MATLAB: How to efficiently implement if statements looping over three matrices

Question

I have a matrix of size 4000×3 matrix [K]

I have to identify all possible triplets which are elements of K such that

K(i,:)+K(j,:)=K(k,:)

i.e. sum of two elements of K equals third element

Currently I'm using three loops and an if statement to do this:

k_tol= 1e-6;
for i1=1:size(K,1)
    k1= K(i1,:);
    for i2=1:size(K,1)
        k2= K(i2,:);
       for i3=1:size(K,1)
            k3= K(i3,:);
            if (norm(k1+k2-k3)<=k_tol) 
                ModeNp(counterNp,:)= [i3,i2,i1]; 
                counterNp=counterNp+1;
             end   
       end
    end
end

The above code works fine, but is very slow. My actual K matrix has ~4000 elements, this makes the triple nested loop very time consuming.

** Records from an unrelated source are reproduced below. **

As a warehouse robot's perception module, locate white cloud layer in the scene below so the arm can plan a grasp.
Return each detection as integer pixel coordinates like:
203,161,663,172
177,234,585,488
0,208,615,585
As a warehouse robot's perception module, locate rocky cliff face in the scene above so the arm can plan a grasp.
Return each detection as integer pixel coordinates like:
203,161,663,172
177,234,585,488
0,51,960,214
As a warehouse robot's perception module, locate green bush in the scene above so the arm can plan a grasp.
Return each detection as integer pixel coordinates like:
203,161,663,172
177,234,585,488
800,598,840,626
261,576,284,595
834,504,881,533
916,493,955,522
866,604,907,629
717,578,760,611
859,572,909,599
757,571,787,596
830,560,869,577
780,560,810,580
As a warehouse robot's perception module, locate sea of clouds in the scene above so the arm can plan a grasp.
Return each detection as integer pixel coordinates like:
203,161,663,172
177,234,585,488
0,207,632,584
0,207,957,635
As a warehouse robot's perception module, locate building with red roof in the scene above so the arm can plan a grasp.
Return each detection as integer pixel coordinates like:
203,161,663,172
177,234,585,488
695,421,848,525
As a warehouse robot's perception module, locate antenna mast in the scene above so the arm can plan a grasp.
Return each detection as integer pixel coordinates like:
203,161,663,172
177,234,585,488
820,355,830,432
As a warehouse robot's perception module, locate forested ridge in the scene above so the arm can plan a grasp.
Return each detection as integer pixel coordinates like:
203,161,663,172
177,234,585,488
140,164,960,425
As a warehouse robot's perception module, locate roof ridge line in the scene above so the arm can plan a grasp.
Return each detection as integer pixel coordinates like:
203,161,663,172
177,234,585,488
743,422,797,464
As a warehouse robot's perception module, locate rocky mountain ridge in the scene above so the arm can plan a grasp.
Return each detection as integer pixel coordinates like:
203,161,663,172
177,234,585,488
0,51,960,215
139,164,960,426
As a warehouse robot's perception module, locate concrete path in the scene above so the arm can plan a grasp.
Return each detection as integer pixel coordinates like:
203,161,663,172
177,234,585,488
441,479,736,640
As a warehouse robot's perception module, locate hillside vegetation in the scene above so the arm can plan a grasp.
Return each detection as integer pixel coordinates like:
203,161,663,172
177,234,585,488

Is there a better, faster way of doing this?

Thanks a lot!

Answer 1

This solution uses my ndSparse class (Download). It runs in about 6.5 minutes on my machine, but was not tested with a realistic K, so hard to be sure of anything.

K=rand(4000,3); %fake data
k_tol=1e-4;
K=single(K);
[mk,nk]=size(K);
M=40; %chunk size
N=mk/M; %num. of chunks
tmp=cell(1,1,N);
map=true;
for i=1:3
    
    c=K(:,i);
    m=c+c.';
    d=reshape(c,1,1,M,[]);    
    for n=1:N
   
        tmp{n}=ndSparse(abs(m-d(:,:,:,n))<k_tol,[mk,mk,M]);
        
        
    end
    
    map=map&cat(3,tmp{:});
    
end
[i,j,k]=ind2sub(size(map),find(map));